Beberapa kritiknya adalah tak ada pasal tentang pengaturan komisi independen untuk pengawasan dan potensi legalisasi state surveillance atau pengintaian negara terhadap warganya.
“Kita ketahui kalau lembaga atau institusi negara juga punya ambisi politik, sehingga seharusnya lembaga pengawas terhadap RUU PDP bersifat independen,” kata Ardi dalam diskusi daring pada Selasa, 28 Juli 2020.
Menurut dia, bila pengawasan dan pertanggungjawaban diserahkan kepada negara, misalnya Kementerian Komunikasi dan Informatika, akan ada potensi penyalahgunaan yang sangat besar.
Ardi menilai komisi pengawasan yang independen bisa dibentuk dari berbagai pakar yang paham akan isu dan konteks, juga mereka yang sudah berceramah soal topik ini baik di level nasional dan internasional.
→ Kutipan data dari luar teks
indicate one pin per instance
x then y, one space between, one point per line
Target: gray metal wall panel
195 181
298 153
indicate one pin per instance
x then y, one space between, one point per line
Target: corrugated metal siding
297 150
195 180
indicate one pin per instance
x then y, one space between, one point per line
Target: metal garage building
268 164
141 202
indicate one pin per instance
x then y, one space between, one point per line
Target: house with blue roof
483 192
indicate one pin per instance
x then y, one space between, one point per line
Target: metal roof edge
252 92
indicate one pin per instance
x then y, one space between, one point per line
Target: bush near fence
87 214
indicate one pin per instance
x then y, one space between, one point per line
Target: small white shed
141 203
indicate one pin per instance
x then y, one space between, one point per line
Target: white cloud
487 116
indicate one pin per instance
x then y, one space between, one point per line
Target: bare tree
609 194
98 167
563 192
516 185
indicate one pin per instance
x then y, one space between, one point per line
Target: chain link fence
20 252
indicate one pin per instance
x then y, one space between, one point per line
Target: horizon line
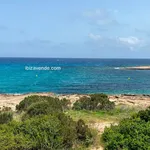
69 57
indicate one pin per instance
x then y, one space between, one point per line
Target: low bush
50 132
94 102
131 134
5 117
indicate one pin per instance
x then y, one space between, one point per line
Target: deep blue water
75 76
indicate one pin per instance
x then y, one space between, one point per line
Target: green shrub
84 133
5 117
144 115
94 102
48 132
131 134
65 104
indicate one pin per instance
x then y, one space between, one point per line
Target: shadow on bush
5 117
132 133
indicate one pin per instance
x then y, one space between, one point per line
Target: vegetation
5 117
44 127
131 133
95 102
47 123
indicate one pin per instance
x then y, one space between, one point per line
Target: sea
73 76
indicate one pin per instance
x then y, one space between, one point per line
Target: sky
75 28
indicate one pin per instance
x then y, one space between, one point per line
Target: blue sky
75 28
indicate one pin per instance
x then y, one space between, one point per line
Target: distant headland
137 68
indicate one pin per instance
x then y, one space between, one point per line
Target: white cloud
133 43
102 16
130 40
95 37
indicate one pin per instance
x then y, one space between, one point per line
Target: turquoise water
73 76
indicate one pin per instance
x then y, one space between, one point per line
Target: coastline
136 68
133 100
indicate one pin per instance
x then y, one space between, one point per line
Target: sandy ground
142 101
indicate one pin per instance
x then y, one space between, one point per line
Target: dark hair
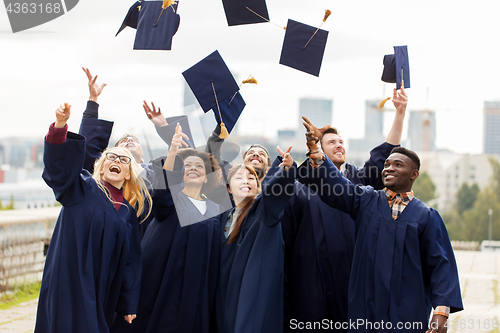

Ardi juga mengatakan jangan sampai RUU PDP ini longgar aturan terutama tentang pembatasan dan pengecualian, yang bisa menjadi potensi legalisasi state surveillance atau pengintaian negara terhadap masyarakatnya.
“Negara bisa memantau perilaku masyarakatnya siapa saja, pergi kemana, suka beli apa, suka bicara apa, teman mainnya siapa, itu menjadi sangat rentan dan bahaya,” katanya.
Komisioner Komnas HAM, M. Choirul Anam, juga menilai adanya tendensi pengintaian yang bisa mengancam kehidupan berdemokrasi dan HAM tiap-tiap warga negara.
Anam juga mengkritik pasal 10 yang berbunyi ‘pemilik data pribadi berhak untuk mengajukan keberatan atas tindakan pengambilan keputusan yang hanya didasarkan pada pemrosesan secara otomatis terkait profil seseorang’.
Menurut dia, pasal tersebut membebankan mekanisme perlindungan pada mereka yang dilanggar hak privasinya, bukan menekankan kehadiran negara dalam peran perlindungan tersebut.
Anam menilai pasal ini malah melemahkan peran-peran negara yang sudah dijabarkan dalam pasal-pasal sebelumnya, yang dinilainya sudah cukup menjabarkan apa saja bentuk perlindungan negara terhadap data pribadi.
“Ada baiknya pasal 10 ini, watak dasar dari PDP ini dia sifatnya bukan yang bersangkutan yang aktif, tapi negara yang jauh lebih eksis untuk pelindungan,” kata Anam.